Yes you are right. I'd recommend Hamcrest in any case, and I never use assertTrue() these days
To a side note your POJO or DTO should define the equals method
T
Tomáš Záluský

AssertJ 3.9.1 supports direct predicate usage in anyMatch method.

assertThat(collection).anyMatch(element -> element.someProperty.satisfiesSomeCondition())

This is generally suitable use case for arbitrarily complex condition.

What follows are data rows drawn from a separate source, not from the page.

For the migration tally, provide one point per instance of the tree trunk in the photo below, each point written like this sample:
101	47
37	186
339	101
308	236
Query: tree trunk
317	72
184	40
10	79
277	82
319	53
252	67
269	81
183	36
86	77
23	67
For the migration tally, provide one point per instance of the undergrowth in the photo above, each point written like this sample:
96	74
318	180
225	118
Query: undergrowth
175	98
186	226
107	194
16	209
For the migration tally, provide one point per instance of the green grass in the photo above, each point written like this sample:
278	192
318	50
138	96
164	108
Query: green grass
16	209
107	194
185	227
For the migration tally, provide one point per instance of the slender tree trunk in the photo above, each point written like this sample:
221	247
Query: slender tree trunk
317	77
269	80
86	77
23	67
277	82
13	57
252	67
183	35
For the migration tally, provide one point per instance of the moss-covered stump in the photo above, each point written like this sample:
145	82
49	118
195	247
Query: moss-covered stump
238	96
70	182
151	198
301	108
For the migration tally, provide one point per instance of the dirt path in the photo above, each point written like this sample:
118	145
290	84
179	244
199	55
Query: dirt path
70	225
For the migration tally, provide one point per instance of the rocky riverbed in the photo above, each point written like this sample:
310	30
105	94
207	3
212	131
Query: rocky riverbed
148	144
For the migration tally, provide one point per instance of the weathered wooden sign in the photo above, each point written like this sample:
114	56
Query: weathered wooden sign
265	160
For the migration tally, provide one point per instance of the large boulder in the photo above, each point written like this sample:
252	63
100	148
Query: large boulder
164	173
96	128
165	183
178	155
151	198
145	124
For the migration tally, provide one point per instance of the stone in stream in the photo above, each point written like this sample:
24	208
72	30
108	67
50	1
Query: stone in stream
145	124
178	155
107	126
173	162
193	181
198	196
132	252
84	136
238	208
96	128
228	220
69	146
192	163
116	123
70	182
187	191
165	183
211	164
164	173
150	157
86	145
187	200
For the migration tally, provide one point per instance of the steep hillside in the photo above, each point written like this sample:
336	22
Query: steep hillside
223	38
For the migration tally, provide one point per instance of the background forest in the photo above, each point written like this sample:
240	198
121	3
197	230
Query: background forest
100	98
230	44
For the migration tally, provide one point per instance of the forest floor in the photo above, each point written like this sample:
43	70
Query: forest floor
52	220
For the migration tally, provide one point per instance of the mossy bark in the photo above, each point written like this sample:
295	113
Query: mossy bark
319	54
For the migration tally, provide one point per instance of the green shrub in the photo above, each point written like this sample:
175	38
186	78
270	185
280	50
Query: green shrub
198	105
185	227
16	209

For simple conditions I prefer using extracting method (see above) because resulting iterable-under-test might support value verification with better readability. Example: it can provide specialized API such as contains method in Frank Neblung's answer. Or you can call anyMatch on it later anyway and use method reference such as "searchedvalue"::equals. Also multiple extractors can be put into extracting method, result subsequently verified using tuple().


s
seregamorph

Alternatively to hasProperty you can try hamcrest-more-matchers where matcher with extracting function. In your case it will look like:

import static com.github.seregamorph.hamcrest.MoreMatchers.where;

assertThat(myClass.getMyItems(), contains(
    where(MyItem::getName, is("foo")), 
    where(MyItem::getName, is("bar"))
));

The advantages of this approach are:

It is not always possible to verify by field if the value is computed in get-method

In case of mismatch there should be a failure message with diagnostics (pay attention to resolved method reference MyItem.getName:

Expected: iterable containing [Object that matches is "foo" after call
MyItem.getName, Object that matches is "bar" after call MyItem.getName]
     but: item 0: was "wrong-name"

It works in Java 8, Java 11 and Java 14


W
WesternGun

With Stream you can also do:

List<String> actual = myList.stream().map(MyClass::getName).collect(toList());
assertThat(actual, hasItem("expectedString1"));

Because with anyMatch() or allMatch(), you know some values in your list are in the list, but there is possibility that your actual list only contains 5 values while in anyMatch() you have 6; you don't know if all values are present or not. With hasItem(), you indeed check every value you want.